About¶
I’m a systems and reliability engineer with a background spanning three decades of infrastructure evolution, with the last 15+ years operating at what would now be considered a Senior/Staff level.
Across that time, my work has stayed centered on reliability, recovery, and understanding how systems behave under stress, from earlier infrastructure environments through modern platform and distributed systems.
How I Work¶
I tend to approach engineering from a systems perspective rather than a purely task-oriented one.
That usually means:
- looking for failure modes early and trying to design around them
- reducing operational noise instead of accepting it as normal
- treating observability and debugging as core parts of the system
- preferring deterministic, explainable behavior over implicit or overly magical systems
What That Looks Like in Practice¶
In practice, that has included:
- operating and maintaining production environments at significant scale
- designing private-cloud infrastructure and internal platforms
- building tooling that improves reproducibility and reduces ambiguity
- driving down alert fatigue and operational overhead through better system design
Working Philosophy¶
Over time, I’ve come to see reliability less as something you bolt on later and more as something that emerges from the way a system is shaped from the beginning.
A lot of the work I’m drawn to is really about shifting effort away from repeated reaction and toward designs that make those failures less likely in the first place.
Outside Work (and Why It Matters)¶

Outside of work, I’ve spent several years working with and socializing a Nile monitor lizard.
They have a reputation for being difficult to handle and unpredictable if not approached correctly. Getting from that baseline to a calm, interactive animal required a lot of structured iteration, observation, and patience.

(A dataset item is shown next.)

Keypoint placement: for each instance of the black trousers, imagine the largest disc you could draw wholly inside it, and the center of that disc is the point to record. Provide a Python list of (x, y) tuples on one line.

The process ended up looking a lot like systems work:
- understanding behavior rather than forcing outcomes
- iterating based on feedback instead of assumptions
- building trust incrementally over time
- respecting that complex systems don’t respond well to shortcuts
It’s an unusual example, but it reinforced a lot of the same principles I rely on in engineering: patience, consistency, and letting the system tell you how it behaves instead of assuming you already know.